Atkins v. Nordyke & Marmon Co.

Mahan, P. J.

(dissenting). It is conceded in this case by the majority df the court that the plaintiffs in error would be entitled to subrogation under the first mortgage upon the property in controversy, except that they did not bring their action in time. The majority of *151the court places the affirmance of the judgment of the court below upon the ground that the plaintiffs delayed too long in bringing their action. Under the old system of practice, where law and equity were kept distinct and the Statute of Limitations did not strictly apply to proceedings in equity, there might be some authority for declaring this rule in this case. But we have abolished the distinction between law and equity, and all causes of action are governed as to the time when they shall be begun by our express statutory provisions. If this action was begun within the Statute of Limitations governing such cases, the court cannot say that the plaintiffs were guilty of laches in that respect. The right' to maintain a suit does not any longer depend upon the length of a chancellor’s foot, as has been said, but depends upon the positive legislation of the State. The statute is broad enough to cover every action that may be brought; and it is the rule that is to be applied, and not any question of laches upon the part of the plaintiffs.
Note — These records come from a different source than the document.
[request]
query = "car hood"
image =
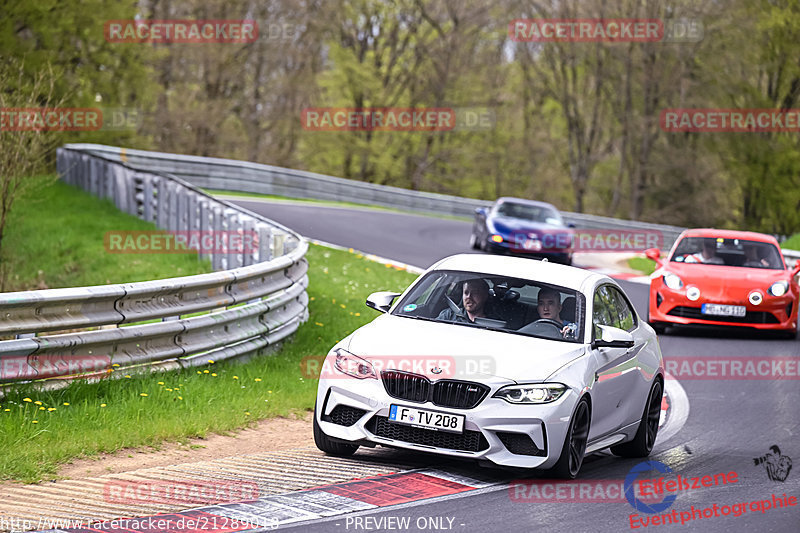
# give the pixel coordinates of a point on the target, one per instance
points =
(720, 279)
(518, 224)
(472, 353)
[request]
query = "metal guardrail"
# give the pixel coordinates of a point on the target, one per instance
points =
(233, 175)
(257, 297)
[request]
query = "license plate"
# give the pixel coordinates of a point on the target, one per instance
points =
(723, 310)
(422, 418)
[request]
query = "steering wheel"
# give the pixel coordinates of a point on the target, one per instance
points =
(549, 322)
(453, 307)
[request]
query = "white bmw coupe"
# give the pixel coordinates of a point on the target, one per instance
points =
(521, 363)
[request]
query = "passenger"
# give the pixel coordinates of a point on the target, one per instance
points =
(549, 306)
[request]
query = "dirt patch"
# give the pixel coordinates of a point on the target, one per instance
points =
(274, 434)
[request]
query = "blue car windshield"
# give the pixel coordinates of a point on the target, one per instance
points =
(533, 213)
(512, 305)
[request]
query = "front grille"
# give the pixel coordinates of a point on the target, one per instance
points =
(519, 444)
(444, 393)
(406, 386)
(751, 317)
(344, 415)
(468, 441)
(458, 394)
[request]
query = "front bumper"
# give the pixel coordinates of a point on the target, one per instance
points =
(526, 436)
(672, 306)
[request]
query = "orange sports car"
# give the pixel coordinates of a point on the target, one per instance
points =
(724, 277)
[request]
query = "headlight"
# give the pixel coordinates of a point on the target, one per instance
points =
(779, 288)
(672, 281)
(534, 393)
(353, 365)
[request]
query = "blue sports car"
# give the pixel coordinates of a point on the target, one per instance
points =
(524, 227)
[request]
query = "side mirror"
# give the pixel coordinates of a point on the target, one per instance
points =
(655, 255)
(613, 338)
(381, 301)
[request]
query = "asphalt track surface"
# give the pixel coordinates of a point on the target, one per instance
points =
(730, 423)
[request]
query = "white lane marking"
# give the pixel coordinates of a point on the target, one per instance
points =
(678, 408)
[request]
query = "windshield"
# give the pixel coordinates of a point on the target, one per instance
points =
(512, 305)
(728, 252)
(529, 212)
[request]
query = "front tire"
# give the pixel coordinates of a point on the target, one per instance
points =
(642, 443)
(571, 459)
(328, 445)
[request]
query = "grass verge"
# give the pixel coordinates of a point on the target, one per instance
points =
(642, 264)
(41, 430)
(55, 238)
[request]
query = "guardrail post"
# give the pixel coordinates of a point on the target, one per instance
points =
(162, 202)
(248, 242)
(147, 199)
(264, 243)
(217, 255)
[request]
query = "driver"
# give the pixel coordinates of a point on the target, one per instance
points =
(474, 295)
(549, 307)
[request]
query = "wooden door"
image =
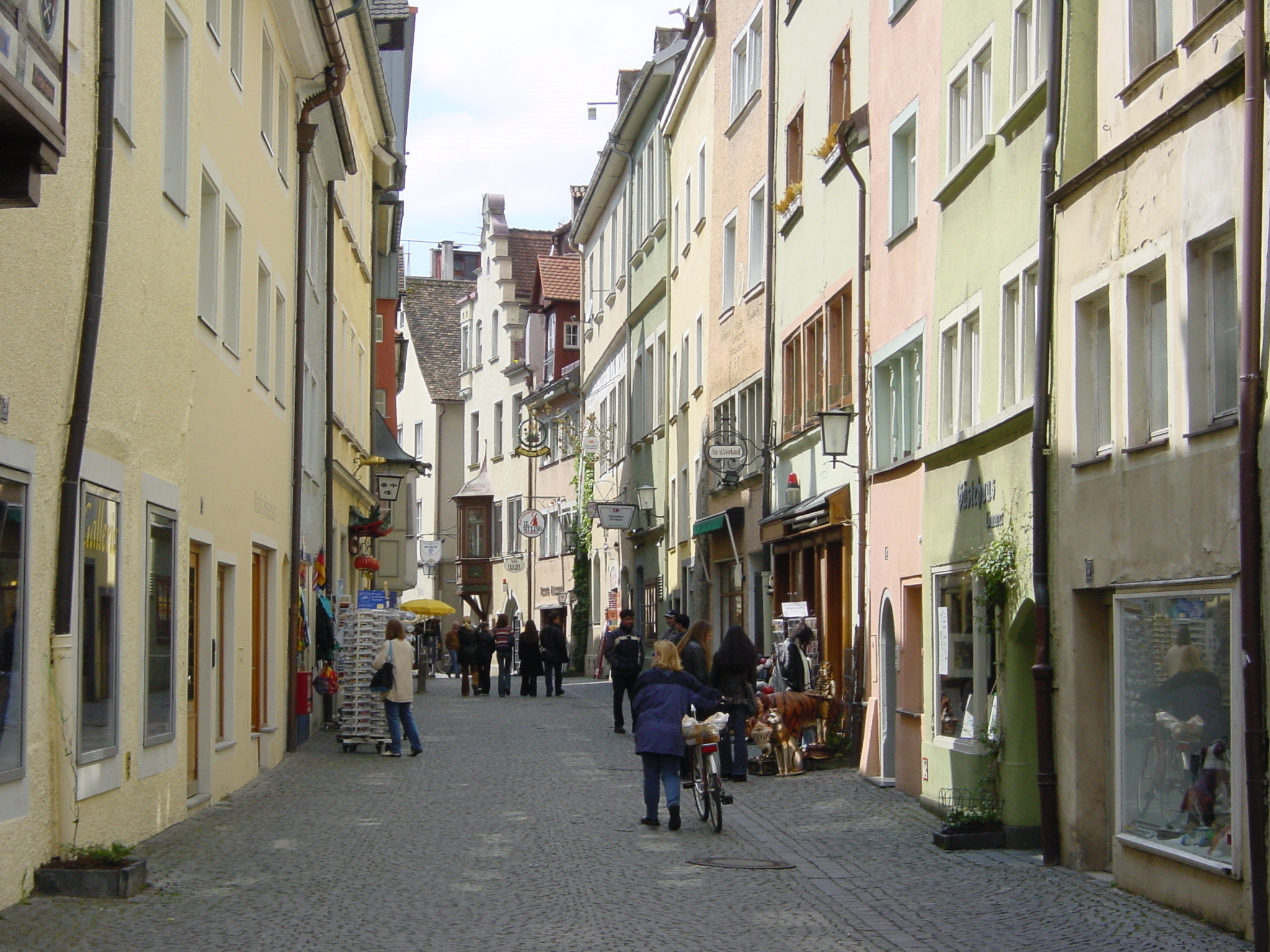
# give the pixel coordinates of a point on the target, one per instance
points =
(193, 672)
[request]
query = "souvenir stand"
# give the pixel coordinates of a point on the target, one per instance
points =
(361, 711)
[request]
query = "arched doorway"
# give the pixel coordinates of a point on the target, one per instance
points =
(888, 663)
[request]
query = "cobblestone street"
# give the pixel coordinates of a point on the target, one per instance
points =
(517, 831)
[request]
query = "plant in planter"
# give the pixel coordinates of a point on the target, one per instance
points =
(93, 871)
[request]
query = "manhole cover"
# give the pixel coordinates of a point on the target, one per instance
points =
(726, 863)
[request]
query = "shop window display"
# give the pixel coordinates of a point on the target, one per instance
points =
(1175, 700)
(966, 655)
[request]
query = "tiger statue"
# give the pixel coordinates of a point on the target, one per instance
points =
(799, 710)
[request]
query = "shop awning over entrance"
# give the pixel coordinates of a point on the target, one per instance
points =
(713, 523)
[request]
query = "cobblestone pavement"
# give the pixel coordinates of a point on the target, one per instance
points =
(517, 831)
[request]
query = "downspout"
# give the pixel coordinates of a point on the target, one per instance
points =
(858, 691)
(1043, 671)
(306, 135)
(329, 382)
(76, 433)
(1250, 493)
(769, 298)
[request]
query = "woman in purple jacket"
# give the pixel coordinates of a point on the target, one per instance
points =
(664, 695)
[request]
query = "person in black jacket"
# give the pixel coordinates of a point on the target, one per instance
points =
(624, 650)
(662, 697)
(468, 653)
(484, 655)
(556, 654)
(531, 659)
(734, 673)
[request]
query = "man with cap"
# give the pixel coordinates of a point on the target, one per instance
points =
(624, 650)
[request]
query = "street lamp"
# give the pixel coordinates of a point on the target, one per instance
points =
(646, 498)
(835, 434)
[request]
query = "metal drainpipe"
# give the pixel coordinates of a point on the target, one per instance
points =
(1250, 495)
(1043, 671)
(861, 451)
(76, 433)
(306, 135)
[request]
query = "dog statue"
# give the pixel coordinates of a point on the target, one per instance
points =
(789, 754)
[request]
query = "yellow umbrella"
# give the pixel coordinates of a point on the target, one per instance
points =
(427, 606)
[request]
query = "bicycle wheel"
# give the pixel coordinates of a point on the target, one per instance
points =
(716, 795)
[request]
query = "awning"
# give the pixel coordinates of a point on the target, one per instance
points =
(713, 523)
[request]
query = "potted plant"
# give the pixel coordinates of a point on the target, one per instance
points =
(94, 871)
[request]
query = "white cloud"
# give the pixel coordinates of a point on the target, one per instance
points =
(499, 104)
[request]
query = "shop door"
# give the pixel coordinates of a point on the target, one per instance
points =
(888, 678)
(193, 672)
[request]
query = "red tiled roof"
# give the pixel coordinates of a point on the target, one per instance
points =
(561, 277)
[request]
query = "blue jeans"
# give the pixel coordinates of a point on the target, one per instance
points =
(733, 752)
(665, 769)
(399, 712)
(505, 672)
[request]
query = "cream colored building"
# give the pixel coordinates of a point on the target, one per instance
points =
(173, 682)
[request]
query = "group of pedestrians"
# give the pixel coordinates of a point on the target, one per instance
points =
(541, 655)
(682, 676)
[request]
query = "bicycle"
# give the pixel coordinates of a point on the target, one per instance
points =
(706, 778)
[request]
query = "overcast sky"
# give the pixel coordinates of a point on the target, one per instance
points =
(499, 104)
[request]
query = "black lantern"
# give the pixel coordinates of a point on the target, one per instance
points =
(836, 434)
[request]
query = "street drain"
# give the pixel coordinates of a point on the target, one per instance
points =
(726, 863)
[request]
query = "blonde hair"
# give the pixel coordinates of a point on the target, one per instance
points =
(666, 656)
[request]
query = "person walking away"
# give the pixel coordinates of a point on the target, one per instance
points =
(734, 674)
(484, 656)
(453, 648)
(468, 656)
(531, 659)
(664, 695)
(625, 655)
(556, 654)
(505, 644)
(796, 669)
(398, 700)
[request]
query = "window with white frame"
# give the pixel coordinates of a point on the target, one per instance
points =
(747, 64)
(208, 253)
(729, 263)
(1148, 355)
(1214, 329)
(964, 659)
(1030, 45)
(959, 375)
(175, 110)
(898, 404)
(1151, 32)
(904, 172)
(1176, 744)
(757, 236)
(969, 106)
(1018, 335)
(231, 282)
(1094, 376)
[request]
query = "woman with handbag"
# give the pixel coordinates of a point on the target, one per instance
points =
(398, 654)
(733, 673)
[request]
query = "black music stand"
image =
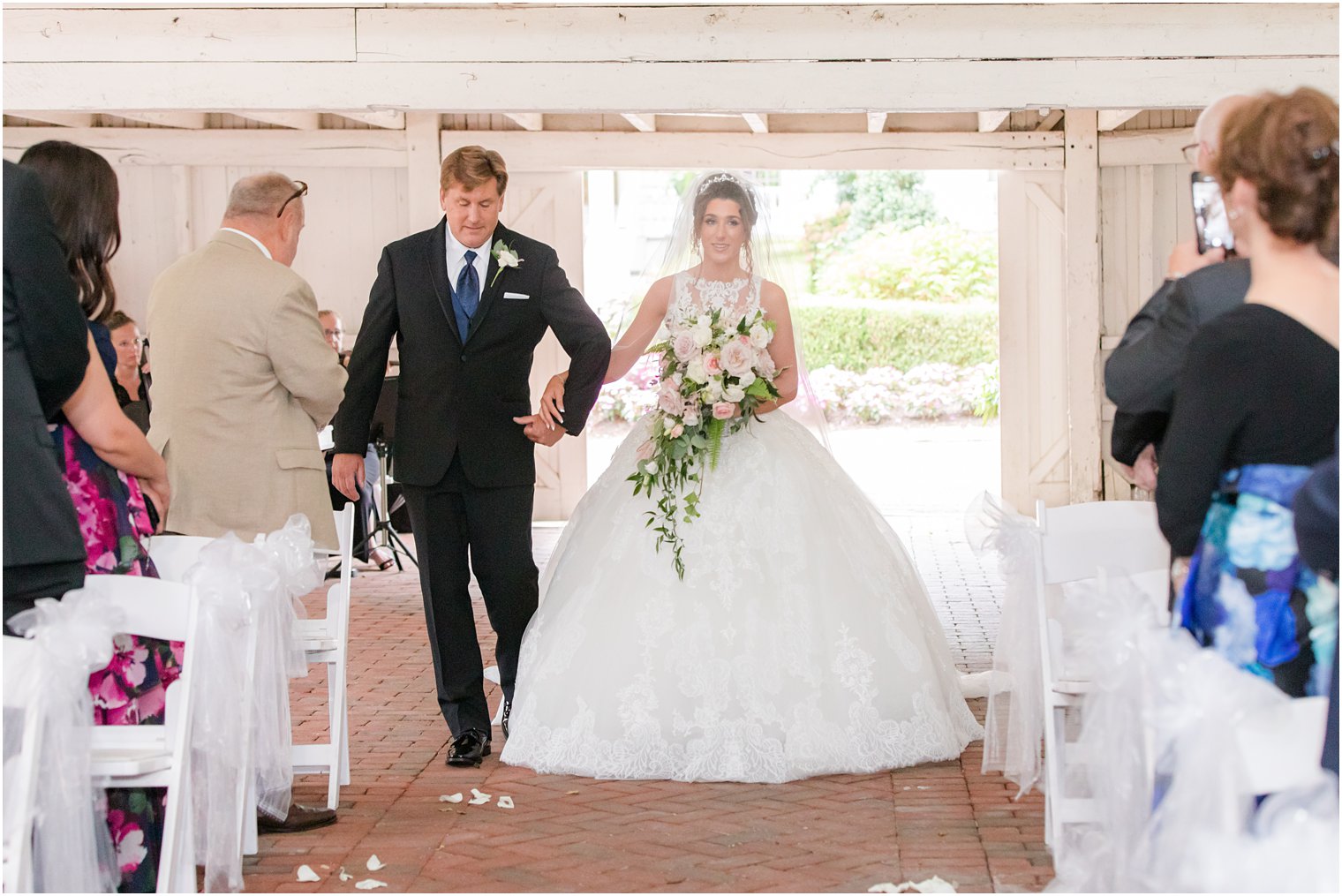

Admitting, as the majority of the court do, that the plaintiffs were entitled at one time to the right of subrogation, they were entitled to it at the beginning of the suit, unless their action was barred by the Statute of Limitations ; and this is not claimed by the court. The only real question, admitting the right of subrogation, is, Would it be inequitable to grant the subrogation, by reason of any change in the relation of the' defendant in error, the Nordyke & Mamón Company, to the property? The Nordyke & Marmon Company took this mortgage under which it claims title subject expressly to the first mortgage. It brought its suit, filed its bill on the chancery side of the United States Circuit Court, to foreclose the second mortgage, subject to the first mortgage. Hence, *152the holder of the first mortgage was not a party, and was not a necessary party. When it took its decree, that could be no broader than its bill; and when it took its deed, that could have been no more comprehensive than its decree. Hence, it must have taken its title subject to the first mortgage. In what way was its condition altered to its disadvantage by having the title subject to the first mortgage rather than having its second mortgage? In order to perfect its title, it would be compelled, according to the very terms of its foreclosure, to pay the first mortgage. If subrogation is allowed, it will be compelled to pay the first mortgage and nothing more.

In my judgment, there is no reason existing under the statement of facts under which the case was decided why subrogation should be denied; and, in my opinion, the judgment of the District Court was erroneous, and the judgment should be reversed with direction to grant the prayer of the plaintiffs’ petition upon the agreed statement of facts.